En somme, j’aimerais être moi en mieux, une fille qui ferait du sport tous les jours (bon, j’en fais, hein, mais j’ai tendance à vite sécher pour rien genre « non, là, je vais aller dormir plutôt) donc plus ferme, plus cultivée car je lirais tous les newsmag ainsi que des romans, qui parlerait un peu le russe, saurait faire des vêtements et des illus de folie sur ordinateur, tout en ayant le temps d’écrire. Bref, j’aimerais être plusieurs personnes. D’un autre côté, je me connais, j’aurai encore envie de faire d’autres trucs si tant est que je puisse faire tout ça, je voudrais me remettre au violoncelle… Eternelle insatisfaite.

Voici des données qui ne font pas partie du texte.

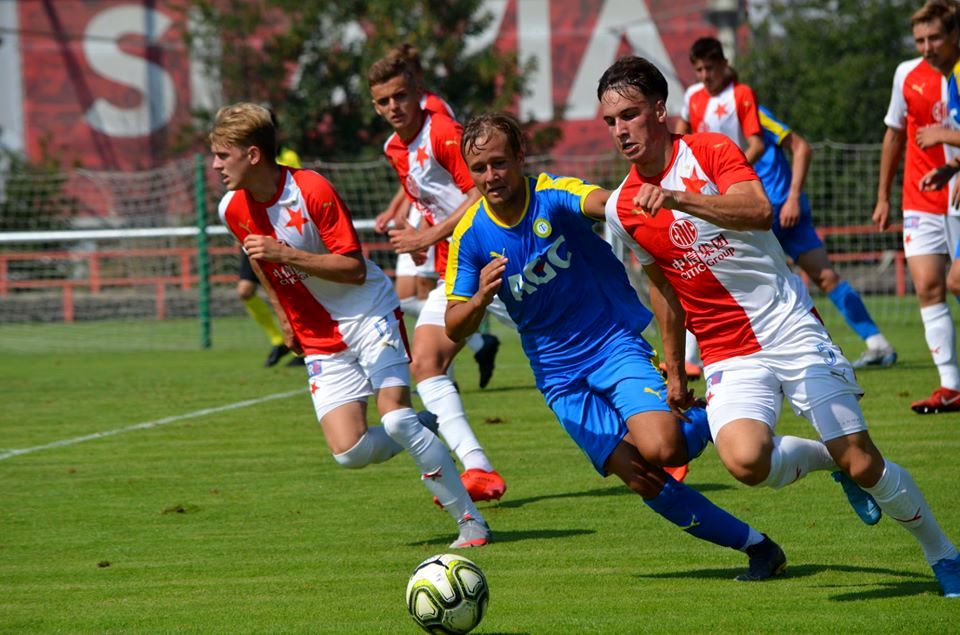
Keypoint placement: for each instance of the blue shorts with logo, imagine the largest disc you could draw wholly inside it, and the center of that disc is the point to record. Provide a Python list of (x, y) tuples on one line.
[(800, 238), (594, 409)]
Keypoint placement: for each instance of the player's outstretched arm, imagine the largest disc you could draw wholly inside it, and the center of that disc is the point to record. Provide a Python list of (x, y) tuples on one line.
[(463, 318), (755, 148), (894, 142), (349, 268), (670, 315), (594, 205), (743, 207)]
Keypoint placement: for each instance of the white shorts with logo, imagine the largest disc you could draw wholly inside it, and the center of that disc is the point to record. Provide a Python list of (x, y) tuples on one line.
[(809, 370), (925, 233), (378, 358), (435, 307)]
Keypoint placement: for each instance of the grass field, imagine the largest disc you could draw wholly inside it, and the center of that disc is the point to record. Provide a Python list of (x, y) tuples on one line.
[(217, 516)]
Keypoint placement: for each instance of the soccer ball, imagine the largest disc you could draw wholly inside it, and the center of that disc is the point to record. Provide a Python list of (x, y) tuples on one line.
[(447, 594)]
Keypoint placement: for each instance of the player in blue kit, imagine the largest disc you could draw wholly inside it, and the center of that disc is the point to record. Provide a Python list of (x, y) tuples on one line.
[(783, 181), (529, 241)]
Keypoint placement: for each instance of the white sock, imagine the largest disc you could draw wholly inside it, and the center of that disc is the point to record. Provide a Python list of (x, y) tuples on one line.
[(440, 397), (901, 499), (475, 342), (437, 470), (375, 446), (942, 341), (693, 350), (412, 305), (793, 458), (877, 342)]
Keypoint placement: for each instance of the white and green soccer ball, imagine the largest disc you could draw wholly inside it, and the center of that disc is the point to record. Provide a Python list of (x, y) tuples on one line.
[(447, 593)]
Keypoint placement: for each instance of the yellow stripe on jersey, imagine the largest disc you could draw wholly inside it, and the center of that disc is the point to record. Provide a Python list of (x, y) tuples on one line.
[(453, 255), (569, 184), (775, 128)]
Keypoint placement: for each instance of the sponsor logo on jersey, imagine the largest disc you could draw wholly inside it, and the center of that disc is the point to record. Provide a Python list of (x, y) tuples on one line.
[(539, 271)]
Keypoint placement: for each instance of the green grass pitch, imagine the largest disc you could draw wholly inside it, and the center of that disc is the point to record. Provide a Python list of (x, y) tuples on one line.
[(239, 521)]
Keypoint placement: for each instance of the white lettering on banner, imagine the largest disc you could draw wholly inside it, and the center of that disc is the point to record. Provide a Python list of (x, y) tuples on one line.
[(156, 87), (529, 281)]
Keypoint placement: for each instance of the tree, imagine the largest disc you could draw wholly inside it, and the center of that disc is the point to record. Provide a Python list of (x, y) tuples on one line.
[(826, 66), (309, 60)]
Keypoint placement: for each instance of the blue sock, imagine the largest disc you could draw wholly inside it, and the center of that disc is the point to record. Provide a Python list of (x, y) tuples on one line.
[(853, 310), (696, 431), (691, 511)]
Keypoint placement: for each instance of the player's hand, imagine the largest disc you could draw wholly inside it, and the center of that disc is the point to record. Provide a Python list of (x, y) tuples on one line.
[(263, 248), (651, 199), (936, 178), (930, 136), (790, 213), (881, 215), (419, 256), (406, 240), (491, 279)]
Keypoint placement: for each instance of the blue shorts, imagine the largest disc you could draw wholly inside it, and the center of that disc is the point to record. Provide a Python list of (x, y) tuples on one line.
[(800, 238), (594, 410)]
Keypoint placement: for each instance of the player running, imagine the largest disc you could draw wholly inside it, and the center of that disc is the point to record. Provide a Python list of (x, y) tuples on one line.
[(425, 152), (783, 180), (528, 241), (337, 307), (695, 215)]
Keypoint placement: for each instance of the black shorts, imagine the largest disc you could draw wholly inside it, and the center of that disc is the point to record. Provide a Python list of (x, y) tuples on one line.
[(246, 271)]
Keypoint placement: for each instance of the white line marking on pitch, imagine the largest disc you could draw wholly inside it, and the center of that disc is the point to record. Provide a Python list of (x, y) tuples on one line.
[(146, 425)]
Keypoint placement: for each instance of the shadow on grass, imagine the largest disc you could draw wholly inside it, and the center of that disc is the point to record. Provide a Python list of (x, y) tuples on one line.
[(858, 588), (514, 536), (615, 490)]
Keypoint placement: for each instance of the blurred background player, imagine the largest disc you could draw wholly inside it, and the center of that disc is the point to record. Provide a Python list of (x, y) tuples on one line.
[(425, 152), (415, 281), (718, 102), (929, 234), (783, 180), (530, 241), (694, 200), (247, 285), (338, 307)]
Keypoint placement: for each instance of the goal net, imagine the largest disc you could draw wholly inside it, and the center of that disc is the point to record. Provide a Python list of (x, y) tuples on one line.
[(113, 260)]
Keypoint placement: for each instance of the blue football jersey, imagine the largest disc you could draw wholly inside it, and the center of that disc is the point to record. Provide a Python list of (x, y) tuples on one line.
[(567, 292), (773, 166)]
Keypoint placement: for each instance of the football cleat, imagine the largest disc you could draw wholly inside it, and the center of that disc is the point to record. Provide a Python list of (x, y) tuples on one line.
[(942, 400), (276, 354), (766, 561), (481, 485), (678, 473), (861, 500), (486, 357), (882, 357), (473, 533), (948, 575)]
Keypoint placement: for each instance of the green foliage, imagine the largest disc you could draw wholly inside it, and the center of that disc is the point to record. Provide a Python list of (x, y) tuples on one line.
[(826, 66), (327, 47)]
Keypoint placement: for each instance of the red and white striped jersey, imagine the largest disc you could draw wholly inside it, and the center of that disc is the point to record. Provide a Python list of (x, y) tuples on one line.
[(432, 171), (306, 213), (732, 112), (735, 287), (918, 99)]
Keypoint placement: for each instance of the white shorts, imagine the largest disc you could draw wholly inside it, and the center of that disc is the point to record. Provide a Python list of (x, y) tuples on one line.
[(435, 307), (808, 371), (925, 234), (380, 359), (406, 266)]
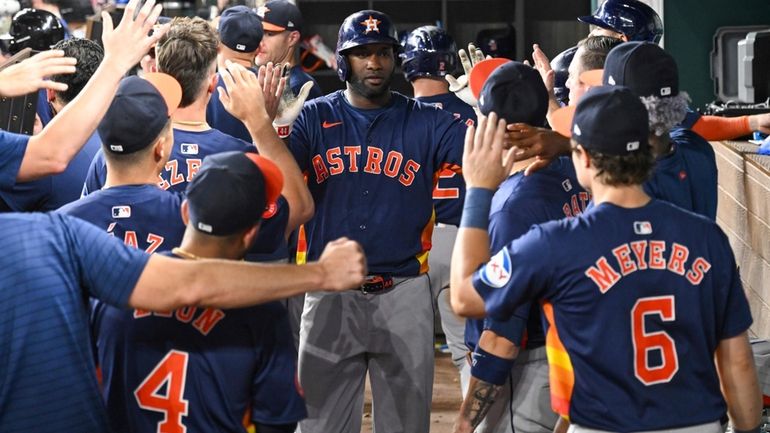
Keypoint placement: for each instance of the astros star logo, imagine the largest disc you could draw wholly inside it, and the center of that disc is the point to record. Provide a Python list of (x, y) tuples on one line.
[(371, 25), (262, 10)]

Alors du coup, faut-il baisser un peu les ambitions ? Parce que bon, vouloir, c’est bien mais en plus, je ne supporte pas d’être faible, de ne pas savoir. Exemple type : je veux savoir dessiner mais genre on me donne un crayon et je vous fais un truc de folie. Finalement, je me dis que pour rendre ma vie plus belle, faudrait pas forcément que je m’améliore, juste que j’accepte mes imperfections et que je fasse les jours par plaisir et pas « pour devenir meilleure ».


Приходите завтра, я начинаю Русский




NB : La phrase précédente est du google translation donc il y a de fortes chances que ça ne veuille rien dire du tout.